MANTOVA – “Il Risorto ci dice che è possibile invertire la marcia e ci invita a farlo per riportarci verso il Regno della vita, abbandonando il tempo di guerra, odio e contrasti che stiamo vivendo”. È questo l’augurio che il vescovo Marco Busca rivolge a tutti i mantovani in occasione della Pasqua.

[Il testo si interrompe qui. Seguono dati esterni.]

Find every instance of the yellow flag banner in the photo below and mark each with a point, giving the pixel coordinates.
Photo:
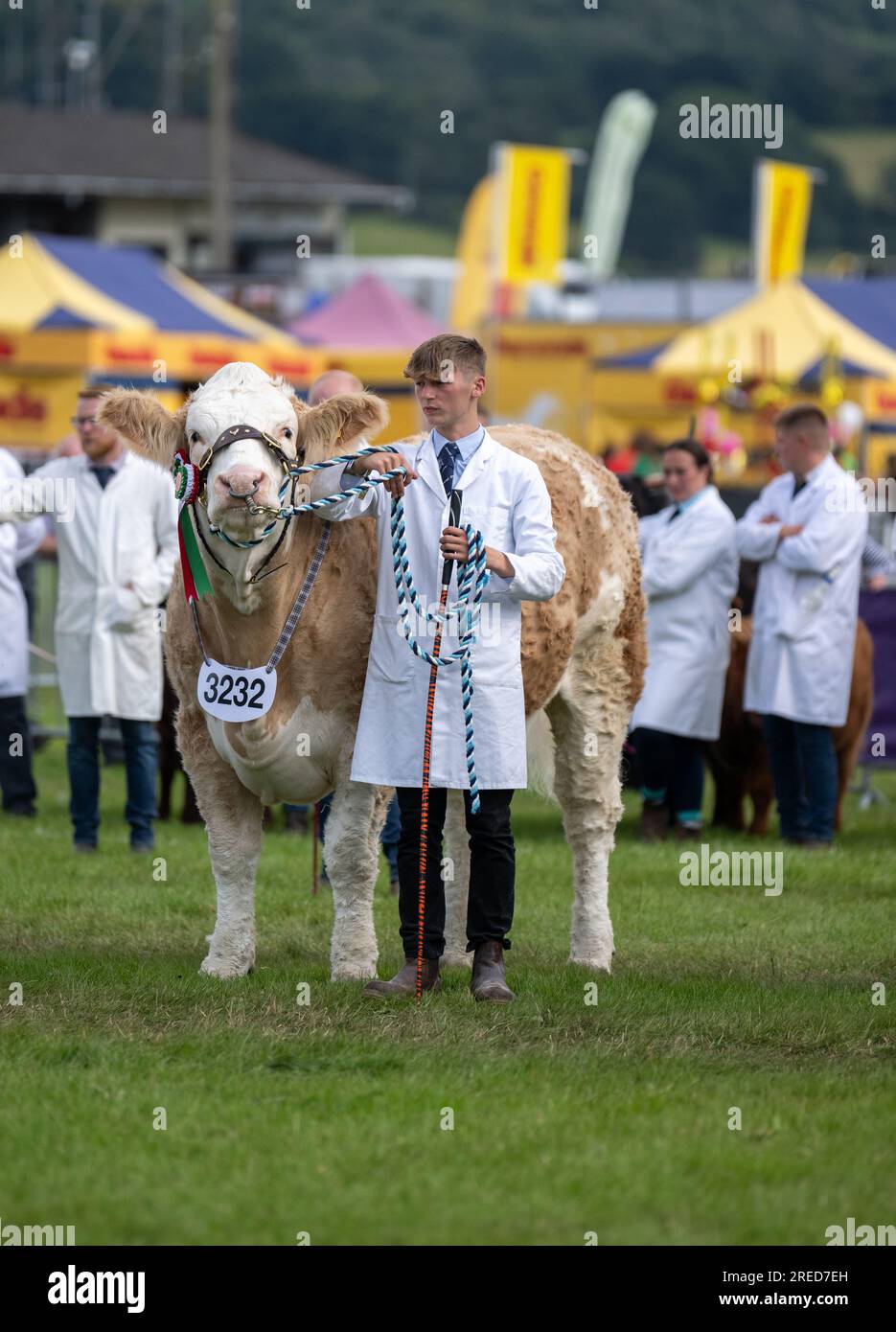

“Augurare buona Pasqua – prosegue Busca – può sembrare un gesto garbato, ma la Pasqua, nel cristianesimo, significa dramma, cioè il passaggio dalla morte alla vita. Proprio sulla croce queste due linee, quella della violenza e quella del perdono, si intrecciano. Così anche nella nostra vita ci troviamo ad attraversare diversi passaggi, fatiche, i nostri “crucci”, che rappresentano un appuntamento con Dio, un laboratorio di crescita personale e nella fede”.
Monsignor Busca richiama poi un’immagine antica che raffigura la resurrezione di Gesù come una “risalita”. “È una sorta di cambio di marcia – prosegue il vescovo – viviamo un’epoca segnata da guerre, conflitti e odio; la tentazione è quella di rassegnarsi, come se tutto fosse inevitabile. Ma come cristiani non possiamo rassegnarci: dobbiamo reagire per non assistere passivamente alla distruzione dell’umanità, che è il più grande capolavoro di Dio”.
La ricerca di un’alternativa conduce alla resurrezione. “È proprio questa la strada – conclude il vescovo Busca – che ci presenta un immaginario diverso e ci permette di costruire un mondo nuovo. In questo, la fede può aiutarci a invertire la tendenza”.
Il messaggio pasquale è chiaro: “Davanti a Gesù risorto non possiamo andare verso la catastrofe, ma verso un punto di risoluzione che Dio ha iniziato proprio con la resurrezione di Gesù. Il Risorto ci dice che si può invertire la marcia: questo è l’appello, cambiare direzione e scegliere il Regno della vita”.